When was the last flight from the River Itchen, Woolston, Southampton?

As Woolston is regenerated from a forgotten backwater, passed without a second thought by drivers taking the Itchen Bridge which was opened back in 1977, I hope it will remember its fascinating history. As I research Woolston, this little suburb of Southampton, the more fascinating the history becomes in my mind.

I’m not old enough to remember the first flight of the Spitfire, like my father, or the famous Schneider Trophy winners taking off from Woolston and practicing off Calshot along Southampton Water watched by my grandfather and great grandmother, but I do remember the hovercraft.
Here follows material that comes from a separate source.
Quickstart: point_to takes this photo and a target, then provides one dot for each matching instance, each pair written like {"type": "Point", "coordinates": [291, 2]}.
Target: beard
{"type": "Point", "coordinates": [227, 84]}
In fact the last flight out of Woolston, from the River Itchen was neither a flying boat nor a sea plane, but a hovercraft. 

There was a regular hovercraft service from Woolston to Cowes in the Isle of Wight which began in 1962, with its terminal just over the Floating Bridge linking Portsmouth Road Woolston with Southampton before the Itchen Bridge was built, but there is still a hovercraft service from Southsea, Portsmouth to the Isle of Wight today.
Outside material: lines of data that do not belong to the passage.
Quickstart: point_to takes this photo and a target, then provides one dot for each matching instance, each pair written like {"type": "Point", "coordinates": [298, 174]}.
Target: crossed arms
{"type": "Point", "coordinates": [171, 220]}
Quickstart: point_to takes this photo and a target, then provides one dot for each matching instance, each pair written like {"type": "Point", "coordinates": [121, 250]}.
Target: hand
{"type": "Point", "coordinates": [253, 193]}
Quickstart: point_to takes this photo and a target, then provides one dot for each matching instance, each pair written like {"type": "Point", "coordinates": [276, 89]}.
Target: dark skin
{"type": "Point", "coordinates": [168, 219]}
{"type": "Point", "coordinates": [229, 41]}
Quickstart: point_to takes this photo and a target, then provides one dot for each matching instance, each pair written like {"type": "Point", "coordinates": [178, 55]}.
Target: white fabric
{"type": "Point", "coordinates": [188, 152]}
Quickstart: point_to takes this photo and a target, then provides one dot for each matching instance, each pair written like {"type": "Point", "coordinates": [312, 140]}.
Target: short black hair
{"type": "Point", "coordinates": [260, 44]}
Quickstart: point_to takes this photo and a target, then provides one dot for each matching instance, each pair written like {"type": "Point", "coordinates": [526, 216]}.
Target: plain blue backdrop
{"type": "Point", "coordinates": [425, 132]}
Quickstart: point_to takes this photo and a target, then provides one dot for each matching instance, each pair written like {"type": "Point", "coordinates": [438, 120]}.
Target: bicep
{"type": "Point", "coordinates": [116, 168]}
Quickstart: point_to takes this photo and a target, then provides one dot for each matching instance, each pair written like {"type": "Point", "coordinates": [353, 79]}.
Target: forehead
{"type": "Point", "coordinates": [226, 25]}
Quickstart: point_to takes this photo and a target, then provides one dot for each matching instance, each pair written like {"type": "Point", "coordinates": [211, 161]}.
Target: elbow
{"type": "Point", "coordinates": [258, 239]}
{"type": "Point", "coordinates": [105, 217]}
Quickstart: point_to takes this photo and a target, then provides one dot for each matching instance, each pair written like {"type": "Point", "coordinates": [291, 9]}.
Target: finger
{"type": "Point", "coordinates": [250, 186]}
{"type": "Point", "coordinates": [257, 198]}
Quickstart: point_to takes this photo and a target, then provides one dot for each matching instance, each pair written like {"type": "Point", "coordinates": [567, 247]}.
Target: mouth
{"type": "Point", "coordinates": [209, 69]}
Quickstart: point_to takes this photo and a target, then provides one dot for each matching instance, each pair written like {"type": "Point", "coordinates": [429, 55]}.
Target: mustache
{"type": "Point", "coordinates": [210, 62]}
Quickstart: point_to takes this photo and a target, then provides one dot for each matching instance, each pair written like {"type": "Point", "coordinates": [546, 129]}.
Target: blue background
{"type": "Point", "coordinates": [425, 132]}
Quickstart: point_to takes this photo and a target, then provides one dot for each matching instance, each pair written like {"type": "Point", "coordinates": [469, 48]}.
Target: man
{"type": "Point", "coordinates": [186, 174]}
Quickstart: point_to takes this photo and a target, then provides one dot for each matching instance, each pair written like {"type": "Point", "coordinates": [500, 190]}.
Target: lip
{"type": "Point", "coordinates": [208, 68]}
 The fact which most excited me recently was finding out that there is a company who works in the development of hovercrafts still thriving in Woolston called Griffon Hoverwork Ltd, based at Hazel Road close to the site of the original Supermarine Works. 

If you would like to know more about this strange mode of transport with a skirt where you fly on water, it’s worth visiting the only Hovercraft Museum in the world only along the coast towards Portsmouth at Lee on Solent. Amongst more serious craft you will see the hovercrafts used by James Bond in ‘Die another Day’ in 2002.



Filed under Early Flight, Southampton, Supermarine, Woolston

4 responses to “When was the last flight from the River Itchen, Woolston, Southampton?

  1. Graham

    Hi Diana, I would just like to say how much I enjoyed your post, it brought back to me childhood memories of Southampton, Southsea and Portsmouth, and my first trip on a hovercraft. As a 7 year old in the late 1960’s, as you can imagine it was very exciting.
    As well as some very happy times with my parents.
    Thank you again for unlocking memories that haven’t been ‘seen’ for many many years

  2. Interesting! Do you know why they used hovercraft from there (as opposed to other types of vessels)?

    • Interesting question Susie
      I’ll try and find out and let you know. It certainly wasn’t due to the location of sea planes and Supermarine over the water because the Supermarine Works were bombed out in WW2. My grandpa had a near miss because he was on his way to lunch at the time.